Zostawmy na chwilę wątek Masternaka. Powiedz jak wyglądają ostatnie dni przygotowań do walki z Hoyem?
- Miałem trochę problemów z barkiem. Praktycznie przez całe przygotowania nie biłem prawą ręką. Dopiero co się z tym uporałem i ostatnie dwa sparingi zacząłem używać prawej ręki. Nie były to takie przygotowania jak do walki z Afolabim, ale myślę, że jestem przygotowany na takiego zawodnika jak Hoye. Zobaczymy co on pokaże w ringu. Jest to doświadczony zawodnik, ale miał sporą przerwę i nie wiadomo czego się można po nim spodziewać. Ja muszę boksować swoje. Mam swój styl boksowania, który chce co prawda minimalnie zmienić, ale powinienem robić swoje i wykorzystywać to, co jest najlepsze w moim boksie.
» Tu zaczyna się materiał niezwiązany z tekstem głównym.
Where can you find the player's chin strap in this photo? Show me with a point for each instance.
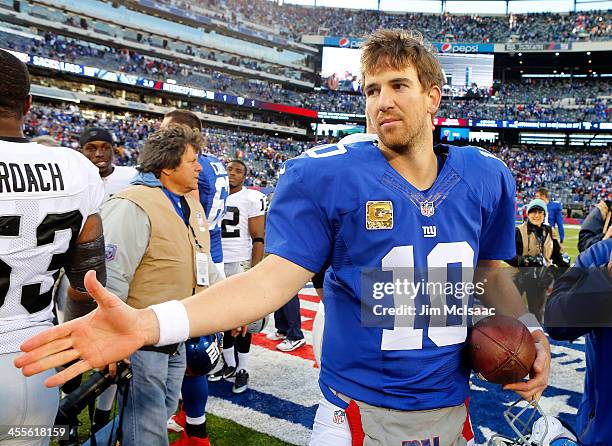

To będzie taka walka na przetarcie przed kolejnym wyzwaniem. Bo powiedziałeś, że interesują cię tylko dużo walki, a nie nabijanie rekordów.
- Dokładnie tak. Powiedziałem swojemu promotorowi, że chcę dużych walk. Długo trwało zanim podpisałem nowy kontrakt, ale w końcu się dogadaliśmy. Ja chciałbym stoczyć dwie walki w tym roku. Teraz jest walka z Hoyem, a być może kolejna będzie po wakacjach. Jeśli tylko pojawi się propozycja wyjazdu do Hucka, Lebiedewa, Hernandeza, Makabu czy Kalengi to ja bardzo chętnie pojadę.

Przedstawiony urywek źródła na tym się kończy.